Certes, Bashung s’incendie ici volontaire (les strophes « Je dédie cette angoisse à un chanteur disparu / Mort de soif dans le désert de Gaby / Respectez une minute de silence », sur « Je Croise aux Hébrides », ne laissent planer aucun doute) mais moins dans une volonté de mise à mort que dans la perspective d’un véritable départ. Comme si « Play Blessures » allait permettre à Bashung, et ce fus le cas, d’ensuite jongler à sa guise, selon les envies et les humeurs, le long d’une discographie toujours régie par une rupture jamais planifiée.
Avec le recul, on peut voir en « Play Blessures » le premier album dark de Bashung. Il y en aura beaucoup d’autres, déconcertants, fascinants, obsédants : après l’humour façon Loulou Picasso de « Passé le Rio Grande », place à l’électronique baudelairienne de « Novice » ; après l’évidence folk-rock d’« Osez Joséphine », l’hermétisme intime de « Chatterton » ; suite à l’écrin mélodique de « Fantaisie Militaire », l’incroyable travail sonore de « L’Imprudence » (un disque que même Mark Hollis n’a jamais envisagé, c’est dire)…
Mon collègue Greg Bod écrivait sur ADA, à propos d’une chronique sur Bill Fay, que certains albums arrivent pile au bon moment dans une vie. J’ajouterai que certains albums arrivent pile au bon moment sans que l’auditeur n’en prenne conscience des années et des années durant. Car la jeunesse ou l’enfance ne permettent pas le jugement critique : l’artiste qui tourne quotidiennement dans l’enceinte du refuge familial est obligatoirement bon. Pas un hasard si l’on rencontre souvent des érudits rock tombant en larmes à la simple évocation d’un « Take On Me » ou d’un « Pale Shelter » : l’enfance n’autorise aucun avis critique, elle s’accapare la bande-son du moment pour ensuite en faire des instants nostalgiques, des saveurs proustiennes, des repères fondamentaux…

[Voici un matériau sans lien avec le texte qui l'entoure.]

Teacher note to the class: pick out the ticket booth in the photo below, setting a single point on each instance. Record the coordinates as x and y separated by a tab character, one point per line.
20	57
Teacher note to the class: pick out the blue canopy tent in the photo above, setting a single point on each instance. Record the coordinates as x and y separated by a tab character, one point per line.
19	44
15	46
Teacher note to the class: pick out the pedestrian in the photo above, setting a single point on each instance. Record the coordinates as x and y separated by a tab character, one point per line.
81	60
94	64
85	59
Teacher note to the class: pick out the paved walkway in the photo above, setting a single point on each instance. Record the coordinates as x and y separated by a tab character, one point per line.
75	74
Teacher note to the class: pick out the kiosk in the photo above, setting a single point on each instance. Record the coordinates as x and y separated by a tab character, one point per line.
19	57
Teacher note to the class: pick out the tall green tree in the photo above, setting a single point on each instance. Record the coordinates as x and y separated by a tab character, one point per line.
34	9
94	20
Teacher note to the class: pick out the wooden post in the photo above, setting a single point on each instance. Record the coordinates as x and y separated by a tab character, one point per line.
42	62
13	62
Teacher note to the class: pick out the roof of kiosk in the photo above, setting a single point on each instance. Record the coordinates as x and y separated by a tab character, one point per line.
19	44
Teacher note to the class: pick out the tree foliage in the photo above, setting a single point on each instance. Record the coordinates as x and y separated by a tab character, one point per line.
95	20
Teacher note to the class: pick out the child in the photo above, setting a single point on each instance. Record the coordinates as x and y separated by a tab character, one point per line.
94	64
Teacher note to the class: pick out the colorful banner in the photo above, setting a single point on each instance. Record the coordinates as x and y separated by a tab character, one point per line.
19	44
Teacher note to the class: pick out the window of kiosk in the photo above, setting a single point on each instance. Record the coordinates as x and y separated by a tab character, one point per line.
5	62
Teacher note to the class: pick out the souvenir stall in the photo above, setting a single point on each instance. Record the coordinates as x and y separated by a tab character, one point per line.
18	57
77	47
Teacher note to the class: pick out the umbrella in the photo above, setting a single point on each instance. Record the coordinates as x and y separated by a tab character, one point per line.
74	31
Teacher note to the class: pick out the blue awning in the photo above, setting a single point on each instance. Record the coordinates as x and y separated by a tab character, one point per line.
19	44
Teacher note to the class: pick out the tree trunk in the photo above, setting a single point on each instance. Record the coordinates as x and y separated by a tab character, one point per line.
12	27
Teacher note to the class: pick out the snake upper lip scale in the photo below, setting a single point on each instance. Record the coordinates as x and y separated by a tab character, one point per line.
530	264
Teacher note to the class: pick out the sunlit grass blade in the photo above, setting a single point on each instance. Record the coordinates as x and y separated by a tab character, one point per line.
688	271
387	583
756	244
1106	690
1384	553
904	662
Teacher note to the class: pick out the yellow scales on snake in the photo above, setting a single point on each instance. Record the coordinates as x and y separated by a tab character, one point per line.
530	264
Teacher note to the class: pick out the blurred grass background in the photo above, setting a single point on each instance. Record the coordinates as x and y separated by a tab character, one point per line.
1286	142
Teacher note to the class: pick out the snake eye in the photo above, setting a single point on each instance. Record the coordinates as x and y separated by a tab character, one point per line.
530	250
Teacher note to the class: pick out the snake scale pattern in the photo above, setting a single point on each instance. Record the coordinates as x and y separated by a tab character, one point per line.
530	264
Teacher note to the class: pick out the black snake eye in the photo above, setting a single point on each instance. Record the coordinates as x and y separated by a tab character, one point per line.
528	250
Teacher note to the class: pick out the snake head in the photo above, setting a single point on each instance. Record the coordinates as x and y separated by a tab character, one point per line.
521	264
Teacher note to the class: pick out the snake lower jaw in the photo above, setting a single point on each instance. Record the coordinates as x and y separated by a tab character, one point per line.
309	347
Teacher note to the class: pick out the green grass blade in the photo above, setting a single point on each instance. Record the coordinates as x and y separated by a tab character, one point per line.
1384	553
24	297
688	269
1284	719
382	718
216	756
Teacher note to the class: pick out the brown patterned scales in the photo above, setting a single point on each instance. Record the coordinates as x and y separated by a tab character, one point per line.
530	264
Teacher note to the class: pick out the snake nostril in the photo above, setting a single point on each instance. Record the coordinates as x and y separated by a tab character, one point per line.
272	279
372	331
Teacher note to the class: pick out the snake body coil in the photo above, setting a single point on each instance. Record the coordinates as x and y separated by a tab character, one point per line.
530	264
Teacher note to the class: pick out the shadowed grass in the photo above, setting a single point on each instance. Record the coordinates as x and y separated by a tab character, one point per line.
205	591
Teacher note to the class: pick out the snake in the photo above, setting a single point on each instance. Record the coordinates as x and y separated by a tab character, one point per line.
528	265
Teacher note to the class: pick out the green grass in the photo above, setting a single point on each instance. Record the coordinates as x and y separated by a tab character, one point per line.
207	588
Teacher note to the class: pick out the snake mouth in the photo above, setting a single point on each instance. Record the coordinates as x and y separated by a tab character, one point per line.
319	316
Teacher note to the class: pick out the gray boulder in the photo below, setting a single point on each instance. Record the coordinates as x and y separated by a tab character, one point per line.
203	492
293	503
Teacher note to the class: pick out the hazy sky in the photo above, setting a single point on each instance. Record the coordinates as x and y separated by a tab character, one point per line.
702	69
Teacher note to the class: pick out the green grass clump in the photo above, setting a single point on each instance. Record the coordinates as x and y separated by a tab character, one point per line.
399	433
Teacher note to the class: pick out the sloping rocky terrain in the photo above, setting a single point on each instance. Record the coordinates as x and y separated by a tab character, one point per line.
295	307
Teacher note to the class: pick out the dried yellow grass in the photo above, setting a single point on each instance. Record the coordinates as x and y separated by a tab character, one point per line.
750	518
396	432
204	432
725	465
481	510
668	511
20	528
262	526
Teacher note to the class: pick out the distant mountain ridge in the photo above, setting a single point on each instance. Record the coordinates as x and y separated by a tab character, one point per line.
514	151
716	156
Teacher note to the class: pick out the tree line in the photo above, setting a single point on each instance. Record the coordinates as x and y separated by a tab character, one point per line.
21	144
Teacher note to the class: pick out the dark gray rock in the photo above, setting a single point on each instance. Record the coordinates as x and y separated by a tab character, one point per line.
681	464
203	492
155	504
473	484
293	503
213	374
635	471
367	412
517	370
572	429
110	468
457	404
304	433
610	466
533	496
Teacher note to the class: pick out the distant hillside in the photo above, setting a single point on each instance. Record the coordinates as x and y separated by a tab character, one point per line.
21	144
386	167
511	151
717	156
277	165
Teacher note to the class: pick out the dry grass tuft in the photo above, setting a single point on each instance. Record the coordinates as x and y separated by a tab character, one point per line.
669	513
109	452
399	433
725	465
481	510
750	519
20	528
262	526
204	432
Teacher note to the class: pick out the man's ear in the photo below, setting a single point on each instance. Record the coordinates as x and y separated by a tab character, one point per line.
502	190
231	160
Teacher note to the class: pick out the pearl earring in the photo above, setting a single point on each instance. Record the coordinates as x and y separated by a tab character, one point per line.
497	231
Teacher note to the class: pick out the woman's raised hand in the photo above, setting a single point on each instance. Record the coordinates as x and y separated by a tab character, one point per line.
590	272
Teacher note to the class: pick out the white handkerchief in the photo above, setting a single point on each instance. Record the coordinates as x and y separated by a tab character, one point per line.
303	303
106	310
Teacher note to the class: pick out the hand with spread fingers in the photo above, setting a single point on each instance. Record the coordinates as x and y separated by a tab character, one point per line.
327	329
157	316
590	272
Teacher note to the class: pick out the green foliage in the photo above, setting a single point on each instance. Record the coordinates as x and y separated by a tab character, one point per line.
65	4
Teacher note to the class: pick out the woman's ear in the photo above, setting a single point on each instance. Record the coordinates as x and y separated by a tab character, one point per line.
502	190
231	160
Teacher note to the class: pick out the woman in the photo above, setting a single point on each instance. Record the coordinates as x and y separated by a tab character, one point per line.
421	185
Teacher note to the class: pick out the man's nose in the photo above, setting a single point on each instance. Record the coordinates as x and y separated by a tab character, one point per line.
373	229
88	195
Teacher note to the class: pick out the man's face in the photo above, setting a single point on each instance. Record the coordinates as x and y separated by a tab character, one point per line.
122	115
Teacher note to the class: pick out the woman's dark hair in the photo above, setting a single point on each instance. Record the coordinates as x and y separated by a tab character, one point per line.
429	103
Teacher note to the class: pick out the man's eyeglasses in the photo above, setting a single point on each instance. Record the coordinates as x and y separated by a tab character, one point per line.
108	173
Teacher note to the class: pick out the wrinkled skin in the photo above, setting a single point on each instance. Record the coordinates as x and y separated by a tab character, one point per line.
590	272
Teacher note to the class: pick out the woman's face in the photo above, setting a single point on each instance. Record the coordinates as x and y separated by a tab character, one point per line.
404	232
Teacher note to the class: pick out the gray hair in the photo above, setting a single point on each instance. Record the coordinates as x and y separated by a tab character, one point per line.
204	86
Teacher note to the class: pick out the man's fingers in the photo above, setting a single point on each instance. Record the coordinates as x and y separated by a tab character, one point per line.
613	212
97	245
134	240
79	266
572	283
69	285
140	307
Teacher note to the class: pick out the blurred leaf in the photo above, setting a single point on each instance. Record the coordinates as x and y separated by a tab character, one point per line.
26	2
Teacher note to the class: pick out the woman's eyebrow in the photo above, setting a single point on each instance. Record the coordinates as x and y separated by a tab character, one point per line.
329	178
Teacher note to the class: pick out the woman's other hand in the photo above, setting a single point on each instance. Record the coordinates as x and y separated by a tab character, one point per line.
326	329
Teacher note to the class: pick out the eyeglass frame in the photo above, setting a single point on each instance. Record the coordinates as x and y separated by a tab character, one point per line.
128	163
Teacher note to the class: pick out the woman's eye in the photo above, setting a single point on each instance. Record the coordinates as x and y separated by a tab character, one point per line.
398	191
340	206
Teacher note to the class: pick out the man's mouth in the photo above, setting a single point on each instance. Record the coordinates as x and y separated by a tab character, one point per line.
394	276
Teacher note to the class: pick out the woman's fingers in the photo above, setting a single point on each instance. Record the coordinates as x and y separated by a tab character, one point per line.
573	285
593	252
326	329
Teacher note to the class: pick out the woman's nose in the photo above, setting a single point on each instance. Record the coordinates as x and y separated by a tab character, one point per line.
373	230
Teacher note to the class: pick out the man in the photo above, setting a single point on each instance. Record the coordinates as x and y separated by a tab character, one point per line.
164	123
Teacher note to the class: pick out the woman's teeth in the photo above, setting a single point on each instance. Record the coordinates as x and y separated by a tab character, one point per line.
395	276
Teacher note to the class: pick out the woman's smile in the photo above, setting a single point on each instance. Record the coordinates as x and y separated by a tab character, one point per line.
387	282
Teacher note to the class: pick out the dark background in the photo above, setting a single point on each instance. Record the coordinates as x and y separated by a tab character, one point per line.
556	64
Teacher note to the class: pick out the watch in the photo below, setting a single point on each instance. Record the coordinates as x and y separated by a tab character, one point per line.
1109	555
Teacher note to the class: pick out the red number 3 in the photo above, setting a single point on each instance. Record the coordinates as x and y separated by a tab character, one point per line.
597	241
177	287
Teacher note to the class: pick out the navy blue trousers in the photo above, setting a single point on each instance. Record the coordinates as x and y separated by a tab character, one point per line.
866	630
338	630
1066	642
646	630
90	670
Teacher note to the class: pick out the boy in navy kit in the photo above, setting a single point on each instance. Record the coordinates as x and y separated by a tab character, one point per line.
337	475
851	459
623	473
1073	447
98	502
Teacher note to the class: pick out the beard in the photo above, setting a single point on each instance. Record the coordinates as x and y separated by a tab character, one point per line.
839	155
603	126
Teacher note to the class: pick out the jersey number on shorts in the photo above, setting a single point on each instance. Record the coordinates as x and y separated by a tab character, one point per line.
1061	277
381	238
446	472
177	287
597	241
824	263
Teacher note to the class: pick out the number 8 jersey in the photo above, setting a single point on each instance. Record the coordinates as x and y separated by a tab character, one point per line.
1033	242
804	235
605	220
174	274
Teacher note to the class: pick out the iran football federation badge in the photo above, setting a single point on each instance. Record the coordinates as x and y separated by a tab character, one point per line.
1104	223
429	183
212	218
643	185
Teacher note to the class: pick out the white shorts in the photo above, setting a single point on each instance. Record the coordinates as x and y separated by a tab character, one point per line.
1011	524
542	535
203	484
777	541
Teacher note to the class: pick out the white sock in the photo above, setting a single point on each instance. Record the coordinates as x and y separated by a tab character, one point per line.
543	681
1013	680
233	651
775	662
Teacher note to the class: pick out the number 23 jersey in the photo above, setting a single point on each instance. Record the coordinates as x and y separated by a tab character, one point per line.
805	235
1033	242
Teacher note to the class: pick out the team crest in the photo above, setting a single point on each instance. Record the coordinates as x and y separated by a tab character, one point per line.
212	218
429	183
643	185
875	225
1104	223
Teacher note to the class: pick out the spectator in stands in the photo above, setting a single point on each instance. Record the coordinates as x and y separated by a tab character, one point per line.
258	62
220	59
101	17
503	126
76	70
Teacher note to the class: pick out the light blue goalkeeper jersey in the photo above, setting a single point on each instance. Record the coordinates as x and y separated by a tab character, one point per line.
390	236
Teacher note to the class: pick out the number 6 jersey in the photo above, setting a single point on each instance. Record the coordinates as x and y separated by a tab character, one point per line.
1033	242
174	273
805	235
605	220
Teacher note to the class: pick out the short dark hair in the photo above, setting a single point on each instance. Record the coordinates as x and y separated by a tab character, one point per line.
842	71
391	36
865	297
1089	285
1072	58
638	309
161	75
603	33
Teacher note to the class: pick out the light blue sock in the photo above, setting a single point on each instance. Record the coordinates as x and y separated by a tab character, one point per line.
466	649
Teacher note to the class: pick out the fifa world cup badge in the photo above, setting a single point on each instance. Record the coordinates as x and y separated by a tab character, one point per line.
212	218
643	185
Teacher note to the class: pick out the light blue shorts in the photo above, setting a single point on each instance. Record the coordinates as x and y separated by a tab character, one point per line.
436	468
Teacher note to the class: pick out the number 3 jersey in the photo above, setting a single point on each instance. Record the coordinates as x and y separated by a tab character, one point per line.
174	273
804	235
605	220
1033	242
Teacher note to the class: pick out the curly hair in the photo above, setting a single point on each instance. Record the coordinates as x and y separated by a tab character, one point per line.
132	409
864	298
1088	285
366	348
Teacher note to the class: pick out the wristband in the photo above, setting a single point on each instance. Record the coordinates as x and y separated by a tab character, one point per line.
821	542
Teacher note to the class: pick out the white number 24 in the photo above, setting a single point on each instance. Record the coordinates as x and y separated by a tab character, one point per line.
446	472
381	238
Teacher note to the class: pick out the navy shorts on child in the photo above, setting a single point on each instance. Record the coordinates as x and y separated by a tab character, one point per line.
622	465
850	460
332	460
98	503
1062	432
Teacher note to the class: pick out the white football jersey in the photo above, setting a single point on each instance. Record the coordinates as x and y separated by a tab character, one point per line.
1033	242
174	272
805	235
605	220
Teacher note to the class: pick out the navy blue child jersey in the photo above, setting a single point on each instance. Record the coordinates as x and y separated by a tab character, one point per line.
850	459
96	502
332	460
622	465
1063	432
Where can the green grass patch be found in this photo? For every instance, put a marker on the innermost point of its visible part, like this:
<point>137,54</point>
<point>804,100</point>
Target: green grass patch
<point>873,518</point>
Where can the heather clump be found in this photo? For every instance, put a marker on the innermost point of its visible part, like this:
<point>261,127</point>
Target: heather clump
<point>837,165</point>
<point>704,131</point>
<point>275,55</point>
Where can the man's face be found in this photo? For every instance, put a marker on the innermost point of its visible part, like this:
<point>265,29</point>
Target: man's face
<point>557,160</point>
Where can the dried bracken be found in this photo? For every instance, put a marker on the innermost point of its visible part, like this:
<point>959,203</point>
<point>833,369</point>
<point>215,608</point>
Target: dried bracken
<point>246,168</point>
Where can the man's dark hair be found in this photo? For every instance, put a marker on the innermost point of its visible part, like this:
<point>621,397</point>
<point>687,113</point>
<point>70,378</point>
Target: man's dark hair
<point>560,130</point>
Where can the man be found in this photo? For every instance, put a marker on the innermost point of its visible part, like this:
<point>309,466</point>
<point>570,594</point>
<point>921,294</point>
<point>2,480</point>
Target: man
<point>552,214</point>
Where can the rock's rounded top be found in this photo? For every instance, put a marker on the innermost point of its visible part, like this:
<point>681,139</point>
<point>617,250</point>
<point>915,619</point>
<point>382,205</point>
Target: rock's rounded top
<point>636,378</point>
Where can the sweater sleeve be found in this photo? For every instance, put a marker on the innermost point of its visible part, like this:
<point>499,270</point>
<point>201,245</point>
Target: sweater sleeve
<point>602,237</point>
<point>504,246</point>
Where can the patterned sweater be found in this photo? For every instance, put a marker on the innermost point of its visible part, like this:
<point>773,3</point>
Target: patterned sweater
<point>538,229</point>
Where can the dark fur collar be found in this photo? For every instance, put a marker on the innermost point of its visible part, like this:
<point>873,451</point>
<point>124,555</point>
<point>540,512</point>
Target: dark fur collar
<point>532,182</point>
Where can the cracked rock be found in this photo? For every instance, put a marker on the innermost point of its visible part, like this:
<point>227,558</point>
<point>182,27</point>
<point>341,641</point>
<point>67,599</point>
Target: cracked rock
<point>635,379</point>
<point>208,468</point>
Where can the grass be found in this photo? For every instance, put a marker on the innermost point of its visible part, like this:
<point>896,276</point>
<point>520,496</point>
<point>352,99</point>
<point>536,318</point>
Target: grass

Remercions donc les sœurs ou les frères ainés qui, début 80’s, firent tourner en boucle dans leurs chambres les disques de Taxi Girl, Gainsbourg, Bowie, Daho ou… Bashung. Sans le savoir, ils (elles dans mon cas) nous offrirent un point de départ rock’n’roll ainsi que des balises à ne jamais abandonner. De ce point de vue-là, « Play Blessures » est bien plus qu’un album rock ; c’est une leçon de vie, un guide vers lequel il bon de souvent revenir fureter pour mieux se retrouver.